Visa as well as fintech startup Plaid ditched plans for a $5.3 billion merger Tuesday after a Department of Justice antitrust lawsuit had threatened to block the deal.
Visa CEO Al Kelly said in a statement he thinks the business enterprises will have prevailed in court, but “protracted and complex litigation will probably take sizable time to totally resolve.”
Antitrust regulators argued Visa’s acquisition of Plaid would eliminate a nascent competitor offering a “lower cost choice for online debit payments” and “deprive American merchants as well as consumers of this revolutionary alternative to Visa and improve entry barriers for future innovators.”

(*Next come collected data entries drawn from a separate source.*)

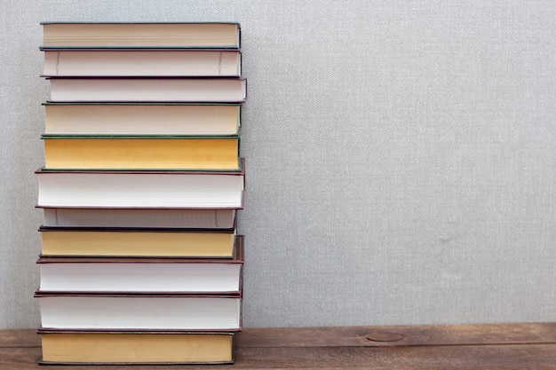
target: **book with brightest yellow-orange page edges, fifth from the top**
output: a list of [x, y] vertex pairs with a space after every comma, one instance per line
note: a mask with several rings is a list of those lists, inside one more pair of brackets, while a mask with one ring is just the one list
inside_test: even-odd
[[43, 135], [45, 169], [239, 169], [237, 135]]

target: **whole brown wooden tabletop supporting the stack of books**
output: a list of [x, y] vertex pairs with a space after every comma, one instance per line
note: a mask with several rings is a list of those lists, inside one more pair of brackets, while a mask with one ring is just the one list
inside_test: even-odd
[[35, 330], [0, 330], [0, 369], [556, 369], [556, 322], [245, 328], [236, 347], [234, 365], [39, 366]]

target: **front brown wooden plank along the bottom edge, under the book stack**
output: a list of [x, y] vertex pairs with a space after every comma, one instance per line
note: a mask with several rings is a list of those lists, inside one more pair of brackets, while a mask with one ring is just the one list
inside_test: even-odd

Plaid has seen a big uptick in demand throughout the pandemic, even though the company was in an inexpensive position for a merger a year ago, Plaid chose to remain an unbiased organization in the wake of the lawsuit.
“While Plaid and Visa would have been a good combination, we have decided to instead work with Visa as an investor as well as partner so we can fully give attention to creating the infrastructure to support fintech,” Plaid CEO Zach Perret said in a statement.
Plaid is a San Francisco fintech upstart used by well known monetary apps as Venmo, Robinhood and Square Cash to associate users to their bank accounts. One major reason Visa was interested in purchasing Plaid was accessing the app’s growing client base and sell them more services. Over the previous year, Plaid claims it has grown its client base to 4,000 companies, up 60 % from a season ago.